Comme dieu du printemps, Adonis avait une seconde fête à laquelle le mois de mai (ijar) était consacré. L’ardeur dévorante de juin, — mois qui, chez les Araméens, s’appelle haziran, mois du sanglier, — tuait le soleil de la jeune année, que l’on pleurait en juillet sous le nom de Tammouz. Ce mois portait le nom du dieu dans le calendrier syrien et hébreu, qui est, comme on sait, d’origine chaldéo-assyrienne. C’est cette fête de Tammouz que l’on célébrait à Jérusalem, dans toute la Palestine, comme en Syrie et en Phénicie, et qui pénétra même en Babylonie. C’est au mythe d’Adonis ou de Tammouz, tué par un sanglier dans les forêts du Liban, qu’il convient sans doute de rapporter la défense, encore en vigueur chez les Israélites, de manger de la viande de porc. Ce qui paraît prouver que cette interdiction est non le résultat d’une nécessité hygiénique, mais bien l’effet d’une idée mythologique, c’est qu’on retrouve la même coutume chez tous les peuples où le culte d’Adonis a pénétré, quels que soient le sol et le climat, chez les Phéniciens et chez les Syriens comme chez les Arabes, chez les Sabiens comme dans l’île de Cypre.


III

La bonne déesse Aschera, la Baalath de Baal, moins pleureuse que celle d’Adonis, n’était ni moins tendre ni moins voluptueuse. Fécondée chaque année par l’amant céleste, elle respire la joie, la sérénité, la profonde paix des déesses mères de la race aryenne, de notre Déméter par exemple. Et en effet, en tant que divinité parèdre du dieu de lumière, de chaleur et de vie, en tant qu’épouse de Baal, Aschera n’est autre que la nature sortie du lourd sommeil d’hiver.
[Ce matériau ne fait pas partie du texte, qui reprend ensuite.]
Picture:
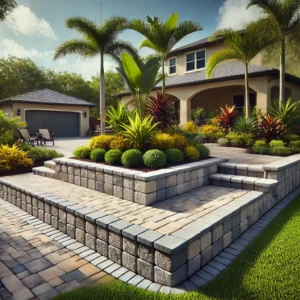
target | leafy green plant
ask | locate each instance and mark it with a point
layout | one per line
(154, 159)
(288, 113)
(174, 156)
(12, 158)
(245, 125)
(82, 152)
(161, 108)
(140, 133)
(113, 157)
(270, 128)
(132, 158)
(97, 154)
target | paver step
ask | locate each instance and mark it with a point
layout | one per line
(241, 169)
(44, 171)
(50, 164)
(243, 182)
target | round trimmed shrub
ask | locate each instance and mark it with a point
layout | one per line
(154, 159)
(191, 153)
(98, 154)
(113, 157)
(82, 152)
(163, 141)
(174, 156)
(203, 150)
(132, 158)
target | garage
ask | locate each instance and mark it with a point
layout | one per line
(64, 115)
(63, 124)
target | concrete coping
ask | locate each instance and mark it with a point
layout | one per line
(282, 163)
(143, 176)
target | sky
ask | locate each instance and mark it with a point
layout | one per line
(36, 27)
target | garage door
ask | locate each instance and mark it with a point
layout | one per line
(63, 124)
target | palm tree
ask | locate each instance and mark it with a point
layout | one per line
(96, 40)
(242, 46)
(282, 19)
(163, 36)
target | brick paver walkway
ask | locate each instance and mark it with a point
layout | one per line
(37, 262)
(165, 217)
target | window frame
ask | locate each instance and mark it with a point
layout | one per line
(195, 60)
(169, 66)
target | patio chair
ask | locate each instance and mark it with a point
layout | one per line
(25, 137)
(45, 136)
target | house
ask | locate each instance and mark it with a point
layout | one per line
(63, 115)
(188, 85)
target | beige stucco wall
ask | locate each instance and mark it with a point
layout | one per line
(84, 122)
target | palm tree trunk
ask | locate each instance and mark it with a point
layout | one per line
(102, 95)
(282, 74)
(246, 102)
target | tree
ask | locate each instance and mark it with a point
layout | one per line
(140, 78)
(282, 20)
(161, 37)
(242, 46)
(6, 6)
(96, 40)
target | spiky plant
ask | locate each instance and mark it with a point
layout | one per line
(97, 40)
(227, 117)
(163, 36)
(162, 110)
(281, 20)
(270, 128)
(242, 46)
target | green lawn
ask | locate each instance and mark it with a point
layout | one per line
(269, 268)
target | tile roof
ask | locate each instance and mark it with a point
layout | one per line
(47, 96)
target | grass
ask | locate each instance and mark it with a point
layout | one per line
(269, 268)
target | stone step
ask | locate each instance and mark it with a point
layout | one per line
(44, 171)
(241, 169)
(50, 164)
(243, 182)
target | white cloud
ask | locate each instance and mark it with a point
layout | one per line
(23, 20)
(234, 14)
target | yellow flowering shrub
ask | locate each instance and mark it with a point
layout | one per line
(190, 127)
(119, 143)
(101, 141)
(180, 141)
(12, 157)
(163, 141)
(191, 153)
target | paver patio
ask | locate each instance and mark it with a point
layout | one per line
(37, 265)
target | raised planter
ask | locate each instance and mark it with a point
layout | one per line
(145, 188)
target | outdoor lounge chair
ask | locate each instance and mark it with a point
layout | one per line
(25, 137)
(45, 136)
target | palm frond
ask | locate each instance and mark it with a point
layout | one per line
(75, 46)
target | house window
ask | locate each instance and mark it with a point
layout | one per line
(238, 101)
(195, 60)
(172, 65)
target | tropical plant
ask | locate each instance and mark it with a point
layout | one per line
(141, 78)
(288, 113)
(140, 132)
(7, 128)
(12, 158)
(96, 40)
(117, 116)
(6, 6)
(281, 21)
(245, 125)
(227, 117)
(162, 110)
(163, 36)
(242, 46)
(270, 128)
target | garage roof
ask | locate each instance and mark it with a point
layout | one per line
(47, 96)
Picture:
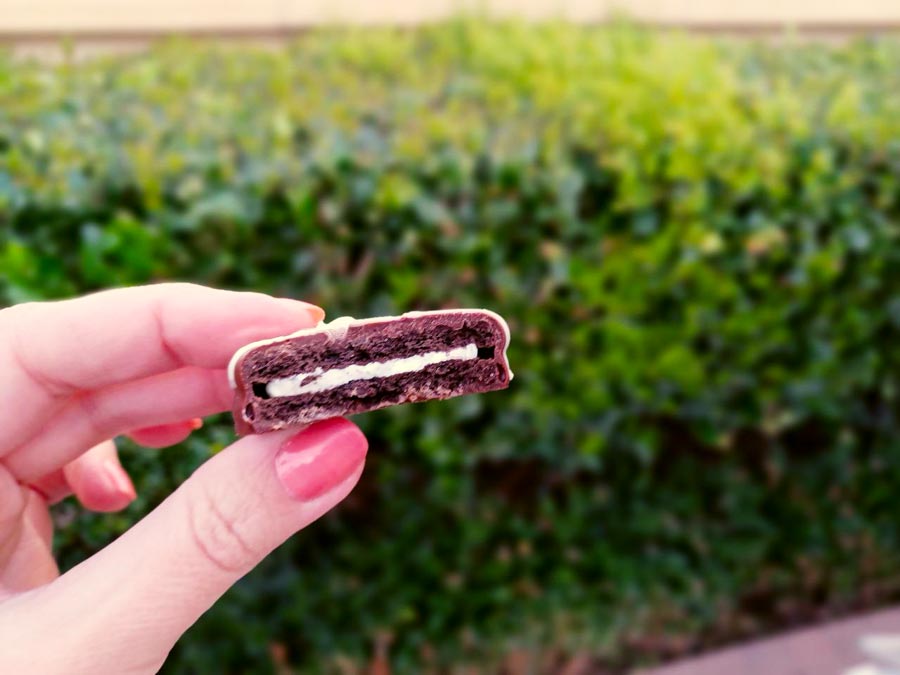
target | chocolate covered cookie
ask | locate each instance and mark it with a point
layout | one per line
(350, 366)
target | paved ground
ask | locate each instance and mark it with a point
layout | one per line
(821, 650)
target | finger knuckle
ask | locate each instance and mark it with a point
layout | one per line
(220, 536)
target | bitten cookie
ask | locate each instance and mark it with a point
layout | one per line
(351, 366)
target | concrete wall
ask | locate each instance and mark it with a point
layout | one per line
(112, 17)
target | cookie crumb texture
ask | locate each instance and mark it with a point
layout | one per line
(349, 367)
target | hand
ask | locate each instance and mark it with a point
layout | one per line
(79, 372)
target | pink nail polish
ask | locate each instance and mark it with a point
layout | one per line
(320, 458)
(118, 480)
(315, 312)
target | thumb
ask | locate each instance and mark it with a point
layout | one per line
(129, 603)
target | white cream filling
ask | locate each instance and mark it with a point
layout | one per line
(337, 328)
(323, 380)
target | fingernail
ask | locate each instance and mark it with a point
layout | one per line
(117, 480)
(315, 313)
(320, 458)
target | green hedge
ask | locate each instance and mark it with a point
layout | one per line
(694, 241)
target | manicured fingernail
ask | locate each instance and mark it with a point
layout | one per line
(117, 480)
(320, 458)
(315, 313)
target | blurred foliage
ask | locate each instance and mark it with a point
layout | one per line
(694, 241)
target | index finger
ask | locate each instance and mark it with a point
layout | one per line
(49, 351)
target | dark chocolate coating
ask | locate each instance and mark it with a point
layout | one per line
(380, 340)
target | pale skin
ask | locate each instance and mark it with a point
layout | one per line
(147, 362)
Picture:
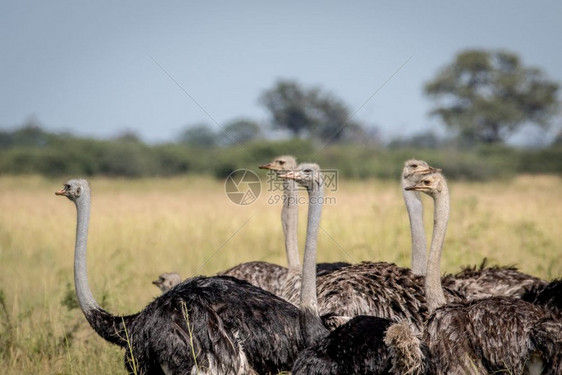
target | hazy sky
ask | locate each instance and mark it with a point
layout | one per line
(100, 67)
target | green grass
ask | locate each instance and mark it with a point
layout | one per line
(141, 228)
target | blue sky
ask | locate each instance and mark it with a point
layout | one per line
(101, 67)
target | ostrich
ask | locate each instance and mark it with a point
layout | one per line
(549, 296)
(356, 347)
(411, 173)
(167, 281)
(484, 281)
(273, 277)
(207, 325)
(470, 282)
(491, 335)
(378, 289)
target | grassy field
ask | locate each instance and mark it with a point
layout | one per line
(140, 228)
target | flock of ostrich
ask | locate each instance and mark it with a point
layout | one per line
(336, 318)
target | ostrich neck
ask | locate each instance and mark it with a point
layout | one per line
(308, 287)
(309, 319)
(109, 327)
(415, 214)
(85, 296)
(433, 288)
(289, 220)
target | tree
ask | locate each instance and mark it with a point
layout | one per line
(199, 136)
(308, 111)
(488, 95)
(240, 131)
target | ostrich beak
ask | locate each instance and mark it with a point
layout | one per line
(415, 188)
(289, 174)
(270, 166)
(429, 170)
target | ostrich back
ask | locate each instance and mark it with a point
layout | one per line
(264, 275)
(497, 335)
(215, 325)
(483, 282)
(377, 289)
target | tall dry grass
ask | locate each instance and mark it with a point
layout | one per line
(140, 228)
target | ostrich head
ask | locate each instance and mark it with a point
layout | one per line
(415, 168)
(167, 281)
(281, 163)
(73, 189)
(306, 174)
(431, 184)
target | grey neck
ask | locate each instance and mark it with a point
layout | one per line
(419, 243)
(85, 298)
(289, 220)
(308, 287)
(433, 288)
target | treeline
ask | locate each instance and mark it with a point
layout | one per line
(31, 150)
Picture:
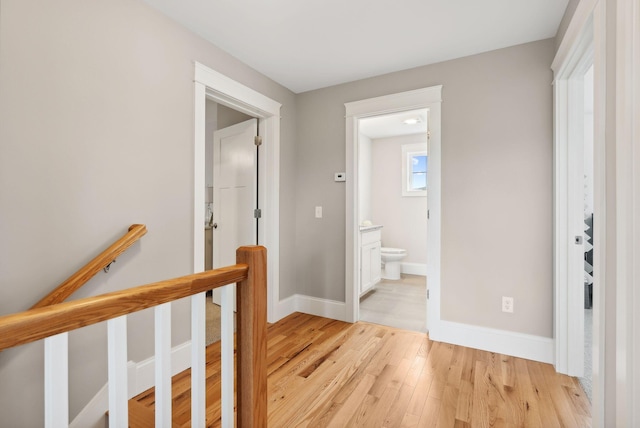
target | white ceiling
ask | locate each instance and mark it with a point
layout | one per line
(311, 44)
(392, 125)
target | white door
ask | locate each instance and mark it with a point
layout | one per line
(234, 193)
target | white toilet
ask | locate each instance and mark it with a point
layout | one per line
(391, 260)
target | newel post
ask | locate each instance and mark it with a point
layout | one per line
(251, 339)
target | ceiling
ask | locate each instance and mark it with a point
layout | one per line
(311, 44)
(392, 125)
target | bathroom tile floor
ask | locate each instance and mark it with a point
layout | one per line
(401, 303)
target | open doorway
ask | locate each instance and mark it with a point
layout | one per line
(428, 99)
(211, 85)
(231, 172)
(392, 207)
(588, 242)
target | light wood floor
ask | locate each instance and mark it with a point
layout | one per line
(397, 303)
(326, 373)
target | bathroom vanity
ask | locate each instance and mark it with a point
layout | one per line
(370, 259)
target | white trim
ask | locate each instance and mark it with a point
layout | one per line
(141, 378)
(536, 348)
(574, 36)
(414, 268)
(429, 98)
(599, 221)
(627, 142)
(571, 63)
(320, 307)
(224, 90)
(586, 32)
(287, 306)
(313, 306)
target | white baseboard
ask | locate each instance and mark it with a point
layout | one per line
(414, 268)
(140, 378)
(321, 307)
(536, 348)
(313, 306)
(286, 307)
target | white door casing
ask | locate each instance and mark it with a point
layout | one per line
(429, 98)
(234, 193)
(210, 84)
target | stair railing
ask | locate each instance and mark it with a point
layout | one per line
(101, 262)
(52, 323)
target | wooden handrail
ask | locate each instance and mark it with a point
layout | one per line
(88, 271)
(35, 324)
(250, 276)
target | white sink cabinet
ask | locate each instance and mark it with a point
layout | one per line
(370, 259)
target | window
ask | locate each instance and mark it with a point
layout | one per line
(414, 169)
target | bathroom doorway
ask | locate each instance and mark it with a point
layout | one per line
(425, 101)
(392, 183)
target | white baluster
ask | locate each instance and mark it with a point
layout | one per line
(117, 368)
(198, 360)
(56, 381)
(163, 364)
(226, 333)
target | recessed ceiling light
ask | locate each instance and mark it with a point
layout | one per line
(412, 120)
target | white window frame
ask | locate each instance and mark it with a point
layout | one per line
(408, 152)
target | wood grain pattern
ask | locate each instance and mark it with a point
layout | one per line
(35, 324)
(88, 271)
(251, 339)
(324, 373)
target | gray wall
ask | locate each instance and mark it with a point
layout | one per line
(496, 184)
(566, 19)
(96, 107)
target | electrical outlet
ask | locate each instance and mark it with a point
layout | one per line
(507, 304)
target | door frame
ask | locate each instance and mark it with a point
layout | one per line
(427, 98)
(582, 45)
(210, 84)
Aux chauds rayons d’avril, elle s’éveille, elle écoute bruire les germes innombrables, les semences des choses qui s’agitent dans son sein, et, tandis que son corps, baigné dans l’air lumineux, se couvre d’une végétation monstrueuse, elle fait foisonner le poisson dans l’eau visqueuse des havres et augmente l’ardeur de ses colombes dont les nids peuplent les noirs cyprès. Comme Isis, cette déesse pourrait être qualifiée de « Myrionymos. » A Ninive c’était Bélit, à Askalon Derkéto. Voilà pourquoi, jusqu’aux temps modernes, les femmes relevées de couches, les lépreux, etc., apportaient au temple des colombes et des tourterelles. Voilà pourquoi, aujourd’hui encore, le culte antique des poissons, très populaire dans toute la Syrie, s’est conservé dans le village de Deschon et dans une petite mosquée musulmane près de Tripoli.